A collection that would be the envy of anyone who appreciates the long forgotten automobile that was the Studebaker.
"Why do you do it? For the fun of it and I like what we get when we get em finished," said Milton.
They stand as relics of the past. There's the regal Commander. The stately President and the sleek Gran Tourismo Hawk. All of them waiting to be revived... even if only for a moment to impress.
"Well the car that I started with, I bought a 1950 Starlight Coup that my uncle had started to redo. I brought it over from California and I did it out on our back porch behind Auto Air there."

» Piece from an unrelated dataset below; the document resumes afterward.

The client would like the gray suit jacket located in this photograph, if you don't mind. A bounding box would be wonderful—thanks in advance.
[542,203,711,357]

Since then, Milton has become a member of the International Studebaker Drivers Club. Traveling throughout the country and meeting up with other Studebaker enthusiasts.
"We just drove that black one out there up to Central Texas this last weekend and back to a what they call a chapter meeting," he said.
To those too young to remember these massive feats of engineering have an incredible history.
"Well they started with wagons, in 1852, the Studebakers brothers. Then they started, had electric cars at the turn of the century. The they did the teen cars and the 20's and 30's 40's, and in the late forties they came out with a small cheap car for economy. 1939 was the first Champion, a small six cylinder that was better economy than what was on the road."
The last Studebaker rolled off the American assembly line in 1964, but production continued until 1966, in Hamilton, Ontario, Canada.
So while the Studebaker may be off our streets it's alive and well in Milton Jones' garage. Seventy-five of them all together-- 12 of them in very good condition.
So how much has this love affair cost him? "Oh, quite a bit, you can't even guess. No, not how much. I've got more in them than I can get out of them," Milton chuckles.